There are five different kinds of people based on sociability and dominance scores. Based on your scores from the previous post find out which category do you belong to.
But how will you know which category does the other person belong to? Don’t worry, I have listed down a few traits that will help you identify any person’s category.
Emotive (sociability > 8; Dominance > 8)
- Take initiative to introduce themselves first
- Very persuasive when you say ‘no’
- Talks a “lot” to influence you
Emotive people are heavily energetic always bubbling with enthusiasm. They tend to assume and create interest in their ideas from listeners, they tend to stand out with their long speeches and theories which are broad. But emotive people tend to ignore details, so if you were to convince an emotive person:
- Build a rapport with them first
- Your pitch should be focused on the big picture
- Show genuine interest in their ideas
- Make them feel like the decision maker
Supportive (Sociability > 8; Dominance < 6)
- Soft and friendly expression
- Best listeners ever
- Very nice to people
- Often let people take the lead and are happy following
- Shower warmth with no agenda
These are the nicer brothers of emotive category.
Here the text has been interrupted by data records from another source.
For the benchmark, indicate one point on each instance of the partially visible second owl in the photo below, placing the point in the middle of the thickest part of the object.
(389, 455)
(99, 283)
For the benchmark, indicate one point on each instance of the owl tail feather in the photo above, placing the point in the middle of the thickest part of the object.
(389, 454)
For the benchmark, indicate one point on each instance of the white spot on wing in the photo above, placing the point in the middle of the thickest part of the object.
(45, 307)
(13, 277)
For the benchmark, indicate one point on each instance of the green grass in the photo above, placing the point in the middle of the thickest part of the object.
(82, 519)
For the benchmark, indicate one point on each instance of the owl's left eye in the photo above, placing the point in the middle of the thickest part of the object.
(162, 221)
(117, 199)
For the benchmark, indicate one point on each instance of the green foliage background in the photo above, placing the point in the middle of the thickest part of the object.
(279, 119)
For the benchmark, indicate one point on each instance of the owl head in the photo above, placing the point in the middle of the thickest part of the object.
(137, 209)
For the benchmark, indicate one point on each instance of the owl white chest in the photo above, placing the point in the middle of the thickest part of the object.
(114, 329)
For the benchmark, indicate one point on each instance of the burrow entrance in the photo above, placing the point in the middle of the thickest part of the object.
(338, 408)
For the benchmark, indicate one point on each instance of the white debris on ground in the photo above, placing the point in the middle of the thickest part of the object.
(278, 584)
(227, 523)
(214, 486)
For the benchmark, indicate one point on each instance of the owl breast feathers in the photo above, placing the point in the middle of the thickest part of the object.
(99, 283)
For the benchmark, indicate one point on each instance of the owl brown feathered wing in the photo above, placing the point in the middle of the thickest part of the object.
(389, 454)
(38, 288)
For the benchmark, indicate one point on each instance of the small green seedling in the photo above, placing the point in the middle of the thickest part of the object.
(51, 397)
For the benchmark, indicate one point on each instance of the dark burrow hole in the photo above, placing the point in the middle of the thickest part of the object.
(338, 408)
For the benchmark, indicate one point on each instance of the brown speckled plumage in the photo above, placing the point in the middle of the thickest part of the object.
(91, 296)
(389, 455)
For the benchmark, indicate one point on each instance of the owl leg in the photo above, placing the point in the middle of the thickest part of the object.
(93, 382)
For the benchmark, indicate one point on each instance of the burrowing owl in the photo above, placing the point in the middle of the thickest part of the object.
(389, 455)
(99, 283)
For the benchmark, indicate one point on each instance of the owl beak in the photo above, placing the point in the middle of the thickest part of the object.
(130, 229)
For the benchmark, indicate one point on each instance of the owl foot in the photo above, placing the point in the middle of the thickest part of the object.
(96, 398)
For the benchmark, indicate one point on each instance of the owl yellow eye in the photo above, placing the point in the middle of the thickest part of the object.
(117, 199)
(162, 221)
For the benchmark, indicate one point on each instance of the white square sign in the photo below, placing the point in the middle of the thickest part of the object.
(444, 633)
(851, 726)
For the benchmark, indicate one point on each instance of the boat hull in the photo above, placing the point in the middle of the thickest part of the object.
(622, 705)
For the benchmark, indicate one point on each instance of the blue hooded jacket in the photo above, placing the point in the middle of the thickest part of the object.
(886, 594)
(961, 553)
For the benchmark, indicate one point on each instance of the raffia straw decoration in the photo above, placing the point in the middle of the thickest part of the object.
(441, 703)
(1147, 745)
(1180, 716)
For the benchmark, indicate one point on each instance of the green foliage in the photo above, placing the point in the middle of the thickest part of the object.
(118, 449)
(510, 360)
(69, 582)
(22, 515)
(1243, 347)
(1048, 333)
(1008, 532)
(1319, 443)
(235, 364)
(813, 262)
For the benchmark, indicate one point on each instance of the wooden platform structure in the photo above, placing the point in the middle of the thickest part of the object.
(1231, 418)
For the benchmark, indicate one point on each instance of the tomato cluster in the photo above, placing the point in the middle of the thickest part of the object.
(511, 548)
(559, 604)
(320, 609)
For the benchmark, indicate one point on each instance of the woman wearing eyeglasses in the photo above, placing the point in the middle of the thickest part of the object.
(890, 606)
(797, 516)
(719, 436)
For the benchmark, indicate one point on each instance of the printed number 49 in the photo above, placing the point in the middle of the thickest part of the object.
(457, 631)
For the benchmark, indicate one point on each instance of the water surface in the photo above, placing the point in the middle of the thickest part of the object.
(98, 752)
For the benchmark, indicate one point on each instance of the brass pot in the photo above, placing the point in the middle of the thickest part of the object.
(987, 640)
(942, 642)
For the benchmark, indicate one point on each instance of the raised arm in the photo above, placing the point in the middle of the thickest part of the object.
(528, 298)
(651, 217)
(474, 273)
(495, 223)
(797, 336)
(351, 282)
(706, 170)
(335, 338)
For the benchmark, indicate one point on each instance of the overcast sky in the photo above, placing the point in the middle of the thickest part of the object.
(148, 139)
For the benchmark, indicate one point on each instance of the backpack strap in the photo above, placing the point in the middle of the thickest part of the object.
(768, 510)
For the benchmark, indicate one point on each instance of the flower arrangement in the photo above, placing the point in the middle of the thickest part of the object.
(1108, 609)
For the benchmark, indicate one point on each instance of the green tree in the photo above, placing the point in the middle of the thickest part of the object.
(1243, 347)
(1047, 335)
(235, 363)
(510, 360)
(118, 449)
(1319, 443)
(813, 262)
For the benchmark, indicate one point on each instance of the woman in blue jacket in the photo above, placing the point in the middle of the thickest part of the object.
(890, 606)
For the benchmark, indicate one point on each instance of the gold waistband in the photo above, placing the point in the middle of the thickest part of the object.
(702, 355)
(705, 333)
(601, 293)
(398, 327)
While they are also very social in nature they tend to do it out of genuine interest. They tend to be very relationship oriented and are very easy going. One of the most important thing you should keep in mind is that a supportive person does not like to be pushed. Any situation that pushes one into doing something makes him/her go into his shell. When you are dealing with a supportive person:
- Invest time in getting to know them (takes you a long way)
- Find common interests to discuss
- Structure your proposal in a mutually beneficial manner
- Never ever ever ever push them!
Reflective (Sociability < 6; Dominance < 6)
/*Can’t think of a popular TV character to fit this. Welcome suggestions.*/
- Pre-Occupied in their head
- Well organized
- Straightforward & direct
- Accurate and realistic
Reflective people are the polar opposite of Emotives. They are introvert and often take a lot of time in making a decision. Often they want other people to decide for them based on good facts. They are very particular about detail and need all the data before coming to a conclusion. They do not like grand schemes in the air and are very realistic in their view of the world. If you are dealing with a reflective person:
- Have your facts grounded
- Give estimates based on realistic expectations
- Provide all the data you have and more
- Aid them in the decision making
Director (Sociability < 6; Dominance > 8)
- Appear serious/silent
- Straight shooters
- Thorough and determined
These are no-nonsense people around whom you cannot fool around. They are very authoritative and assume a seat of power. To the point is a phrase that defines them. They expect people to come and introduce themselves if they have some business with him/her. The want no room for error and very determined in anything they set out to do. If you are dealing with a directive type keep the following in mind:
- Be brief and specific
- Make sure your logic is in order (no BS for your own good!)
- Take an issue to their notice only with ‘Facts
The unnamed fifth category
These are people with scores of both sociability and dominance in the 6 to 8 range. The best thing about these people are that they can relate with all the four categories. They get well with all categories and style-flexing is a natural attribute for them.
At this point I must however point out that no category is better or worse than the other. Great leaders can come from any of the four categories and no category is a reflection of caliber.
Style – Flexing
So among these four categories the diagonally opposite pairs supportive-directive & reflective-emotive are often prone to misunderstanding each other and hence do not make a good pair. Of all the combinations the a emotive-supportive relationship is the best possible one with respect to compatibility.
Style-Flexing is the act of trying to empathize with the opposite person’s type and shaping your communication accordingly. If you are following any of the above tips I specified to deal with each category you are Style Flexing. The advantage with style-flexing is its very visible to the other person as well, once noticed it is also appreciated.